Download or read book Dante s Lyric Redemption written by Tristan Kay and published by Oxford University Press. This book was released on 2016-01-28 with total page 287 pages. Available in PDF, EPUB and Kindle. Book excerpt: Dante's Lyric Redemption offers a re-examination of two strongly interrelated aspects of the poet's work: the role and value he ascribes to earthly love and his relationship to the Romance lyric tradition of his time. It argues that an account of Dante's poetic journey that posits a stark division between earthly and divine love, and between the secular lyric poet and the Christian auctor, does little justice to his highly distinctive and often polemical handling of these categories. The book firstly contextualizes, traces, and accounts for Dante's intriguing commitment to love poetry, from the 'minor works' to the Commedia. It highlights his attempts, especially in his masterpiece, to overcome normative oppositions in formulating a uniquely redemptive vernacular poetics, one oriented towards the eternal while rooted in his affective, and indeed erotic, past. It then examines how this matter is at stake in Dante's treatment of three important lyric predecessors: Guittone d'Arezzo, Arnaut Daniel, and Folco of Marseilles.
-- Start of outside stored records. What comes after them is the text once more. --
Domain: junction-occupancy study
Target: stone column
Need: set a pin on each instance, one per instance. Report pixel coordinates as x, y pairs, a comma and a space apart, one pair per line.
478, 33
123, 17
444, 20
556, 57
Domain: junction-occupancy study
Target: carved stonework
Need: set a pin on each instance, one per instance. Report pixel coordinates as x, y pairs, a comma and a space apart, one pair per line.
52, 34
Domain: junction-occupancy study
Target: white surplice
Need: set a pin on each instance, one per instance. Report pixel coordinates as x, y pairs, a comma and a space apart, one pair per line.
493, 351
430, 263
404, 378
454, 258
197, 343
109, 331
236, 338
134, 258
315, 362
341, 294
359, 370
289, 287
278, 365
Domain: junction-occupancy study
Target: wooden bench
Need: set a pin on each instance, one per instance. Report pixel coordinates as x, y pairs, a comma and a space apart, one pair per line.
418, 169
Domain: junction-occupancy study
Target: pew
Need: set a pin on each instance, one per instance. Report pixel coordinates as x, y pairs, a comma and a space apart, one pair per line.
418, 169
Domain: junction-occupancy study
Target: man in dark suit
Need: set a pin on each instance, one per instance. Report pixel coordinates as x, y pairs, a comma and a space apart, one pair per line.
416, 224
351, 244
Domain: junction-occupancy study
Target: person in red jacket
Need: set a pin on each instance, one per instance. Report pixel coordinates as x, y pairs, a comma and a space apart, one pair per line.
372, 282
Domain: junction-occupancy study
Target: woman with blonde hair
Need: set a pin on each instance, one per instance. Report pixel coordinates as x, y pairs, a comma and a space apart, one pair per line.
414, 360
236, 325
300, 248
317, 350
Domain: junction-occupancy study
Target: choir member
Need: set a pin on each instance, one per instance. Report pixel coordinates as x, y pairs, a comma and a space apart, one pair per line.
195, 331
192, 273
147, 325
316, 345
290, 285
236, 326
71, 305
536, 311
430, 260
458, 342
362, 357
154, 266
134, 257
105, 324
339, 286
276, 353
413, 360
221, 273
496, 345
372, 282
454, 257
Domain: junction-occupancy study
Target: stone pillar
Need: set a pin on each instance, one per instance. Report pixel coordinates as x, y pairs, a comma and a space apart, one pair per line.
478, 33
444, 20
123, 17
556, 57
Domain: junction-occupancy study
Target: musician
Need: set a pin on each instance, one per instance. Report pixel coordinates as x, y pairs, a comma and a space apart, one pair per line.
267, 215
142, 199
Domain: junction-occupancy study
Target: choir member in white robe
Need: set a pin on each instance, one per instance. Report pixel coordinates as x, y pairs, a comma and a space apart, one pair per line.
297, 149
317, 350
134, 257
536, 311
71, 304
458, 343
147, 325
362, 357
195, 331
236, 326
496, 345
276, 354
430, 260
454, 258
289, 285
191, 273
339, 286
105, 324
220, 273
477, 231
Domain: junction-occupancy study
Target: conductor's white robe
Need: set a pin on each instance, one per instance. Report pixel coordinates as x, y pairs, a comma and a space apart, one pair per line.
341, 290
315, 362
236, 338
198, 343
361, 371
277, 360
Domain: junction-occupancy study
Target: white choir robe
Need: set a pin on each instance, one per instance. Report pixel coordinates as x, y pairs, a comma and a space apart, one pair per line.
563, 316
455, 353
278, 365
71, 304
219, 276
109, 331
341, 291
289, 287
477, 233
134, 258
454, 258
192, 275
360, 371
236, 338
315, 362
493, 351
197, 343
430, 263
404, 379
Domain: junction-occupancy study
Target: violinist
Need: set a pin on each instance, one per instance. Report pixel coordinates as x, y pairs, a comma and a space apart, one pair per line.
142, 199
Through a detailed reading of Dante's engagement with these poets, the book illuminates his careful departure from a dualistic model of love and conversion and shows his erotic commitment to be at the heart of his claims to pre-eminence as a vernacular author.
Download or read book Dante s Disciple written by Bob Hoffman and published by Hillcrest Publishing Group. This book was released on 2010-06 with total page 312 pages. Available in PDF, EPUB and Kindle. Book excerpt: No man has the right to kill another man-but if society can't or won't do its job-then I will. The bastards I had assassinated deserved to die-or worse- and like Charlie Bronson's vigilante friend, Paul Kersey, I'm more than willing to see they get every damn thing they deserve! They sentenced their victims to death and I returned the favor! Death, without the possibility of parole, is my way of showing respect for the sanctity of life, and is the only proven cure for recidivism. Not a single son-of-a-bitch I've had assassinated has ever killed again. Not one! As the pain subsided, the main character of "Dante's Disciple," KO-KO recalled "The Oxbow Incident," a western novel of vigilante injustice he had discovered as a child. My money gives me the power to act as judge, jury, and executioner- but does it give me the right? And what if I make a mistake? What if I execute an innocent man?